Wednesday, November 08, 2006

Homosems, A Year On

Hard to believe, but it's coming up on a year since the run-up and release of the Vatican instruction on seminarians with a homosexual inclination (SWAHIs) caused more than a bit of tumult in the world press and in the chattering circles. And to commemorate the anniversary, it seems one of the most vocal players in the drama has returned to prominence -- but not in the most flattering light.

On the day the "Instruction Concerning the Criteria for the Discernment of Vocations with regard to Persons with Homosexual Tendencies in view of their Admission to the Seminary and to Holy Orders" was released by the Congregation for Catholic Education, the Vatican newspaper L'Osservatore Romano published a controversial editorial from the French psychoanalyst Msgr Tony Anatrella, a consultor to the Pontifical Council for the Family.

Saying that "homosexuality results as a lack of plenitude and an immaturity of human sexuality," Anatrella went on to opine on the difficulty of the "homosexual person to incarnate effectively this symbolic reality of spousal tie and spiritual paternity" and that gay priests "will need a special care, and regular interventions on part of the authority, and a life set in a constant medical and psychotherapeutic cure."

The op-ed was met with a good bit of head-shaking from Vatican officials, who were keen to move quickly past the Wojtyla-initiated project and not throw fuel on the international furore the document had provoked. Not even a year after said piece, however, it could be said that their fears were founded in an unintended way: word from Rome is that Anatrella is under investigation by French authorities for the sexual abuse of a male patient.

According to the complaint, filed on 30 October in Paris, a French ex-seminarian named Daniel Lamarca said that, while being treated by Anatrella in 1987, he had sexual relations with the cleric, who Lamarca went to in the hope of "curing" him of his homosexuality. The patient was 23 at the time and spoke of "bodily work" therapy sessions with Anatrella that, according to the accuser, would progress into sex.

The charges appear in an article in the French journal Golias under the headline "The Strange Methods of Dr Anatrella." Lamarca also claims to have informed the then-archbishop of Paris, Cardinal Jean-Marie Lustiger, of Anatrella's conduct. While the patient says he was promised that Lustiger would take action on the allegations, it was his finding that none was taken.

The Parisian prelate -- a favorite of the late pontiff -- had a private audience with Benedict XVI in recent weeks; Lustiger informed his former presbyterate last month that he is in the final stages of terminal cancer.

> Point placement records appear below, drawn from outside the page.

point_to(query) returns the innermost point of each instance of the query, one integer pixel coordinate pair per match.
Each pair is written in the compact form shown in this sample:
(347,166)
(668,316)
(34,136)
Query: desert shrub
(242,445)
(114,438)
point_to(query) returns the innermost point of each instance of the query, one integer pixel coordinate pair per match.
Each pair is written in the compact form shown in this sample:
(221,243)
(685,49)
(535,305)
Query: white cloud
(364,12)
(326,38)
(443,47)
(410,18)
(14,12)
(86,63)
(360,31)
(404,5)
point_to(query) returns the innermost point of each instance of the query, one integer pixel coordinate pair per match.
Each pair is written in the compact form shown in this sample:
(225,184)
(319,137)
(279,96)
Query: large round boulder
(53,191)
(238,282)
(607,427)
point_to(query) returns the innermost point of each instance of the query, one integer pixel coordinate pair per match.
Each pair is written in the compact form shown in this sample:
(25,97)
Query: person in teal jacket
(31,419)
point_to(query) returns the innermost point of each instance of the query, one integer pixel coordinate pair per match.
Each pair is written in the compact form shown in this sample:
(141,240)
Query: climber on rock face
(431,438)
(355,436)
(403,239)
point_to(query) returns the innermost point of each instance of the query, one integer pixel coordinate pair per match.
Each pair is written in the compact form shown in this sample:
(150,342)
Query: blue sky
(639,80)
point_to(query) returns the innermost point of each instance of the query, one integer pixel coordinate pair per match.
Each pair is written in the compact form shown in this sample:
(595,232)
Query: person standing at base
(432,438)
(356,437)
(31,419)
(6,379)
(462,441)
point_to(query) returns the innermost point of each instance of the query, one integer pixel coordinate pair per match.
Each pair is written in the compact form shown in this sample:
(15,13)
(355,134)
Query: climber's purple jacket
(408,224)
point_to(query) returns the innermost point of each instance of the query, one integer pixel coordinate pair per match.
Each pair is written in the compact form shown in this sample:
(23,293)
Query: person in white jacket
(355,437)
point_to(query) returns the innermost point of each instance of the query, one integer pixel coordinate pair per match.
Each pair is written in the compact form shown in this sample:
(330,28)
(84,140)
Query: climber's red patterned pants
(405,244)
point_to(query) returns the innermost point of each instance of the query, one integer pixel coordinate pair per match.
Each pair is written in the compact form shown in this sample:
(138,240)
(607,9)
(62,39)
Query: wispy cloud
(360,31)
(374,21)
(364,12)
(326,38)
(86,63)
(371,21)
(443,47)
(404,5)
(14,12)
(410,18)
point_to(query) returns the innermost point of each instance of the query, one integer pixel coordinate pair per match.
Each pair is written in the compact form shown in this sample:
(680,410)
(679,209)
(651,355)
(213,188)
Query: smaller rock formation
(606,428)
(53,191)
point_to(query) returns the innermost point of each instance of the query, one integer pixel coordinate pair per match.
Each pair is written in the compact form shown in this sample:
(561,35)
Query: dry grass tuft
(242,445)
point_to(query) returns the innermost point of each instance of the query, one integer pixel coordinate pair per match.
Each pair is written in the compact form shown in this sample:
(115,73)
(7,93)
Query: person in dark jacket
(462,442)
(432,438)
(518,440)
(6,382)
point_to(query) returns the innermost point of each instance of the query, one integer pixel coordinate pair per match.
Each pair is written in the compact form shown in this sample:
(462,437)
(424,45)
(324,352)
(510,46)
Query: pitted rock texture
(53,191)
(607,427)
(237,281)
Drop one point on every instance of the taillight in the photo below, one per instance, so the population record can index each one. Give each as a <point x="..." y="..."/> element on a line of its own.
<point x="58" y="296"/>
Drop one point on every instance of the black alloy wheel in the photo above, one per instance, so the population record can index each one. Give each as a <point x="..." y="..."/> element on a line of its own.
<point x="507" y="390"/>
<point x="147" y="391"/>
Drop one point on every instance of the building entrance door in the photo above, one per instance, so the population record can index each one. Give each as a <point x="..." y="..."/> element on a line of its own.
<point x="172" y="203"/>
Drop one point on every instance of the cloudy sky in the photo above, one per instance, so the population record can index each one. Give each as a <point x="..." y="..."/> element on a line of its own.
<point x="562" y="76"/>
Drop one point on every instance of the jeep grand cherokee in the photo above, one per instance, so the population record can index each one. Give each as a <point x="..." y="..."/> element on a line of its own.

As one would expect, Italian gay groups have used the report to rip the church over its teaching on homosexuality, of which Anatrella had previously been a leading conservative voice. Aurelio Mancuso, head of the flagship organization Arcigay, asked an Italian wire "if the Catholic Church will ever really ask forgiveness for all the suffering it has procured and continues to procure on the young people and the gays of the world. Each day we're subjected to the harsh moral reprimands on the part of an organization that, by the admission of many priests and cardinals, has hid violence against minors, abuses in its seminaries, discrimination against gays.

While Mancuso said that "justice will clarify the accusations" against Anatrella, the activist castigated the appearance that "this spokesman of the church in matters of homosexuality is evidently one of many homophobic Catholic priests who have great personal problems with respect to their own sexuality."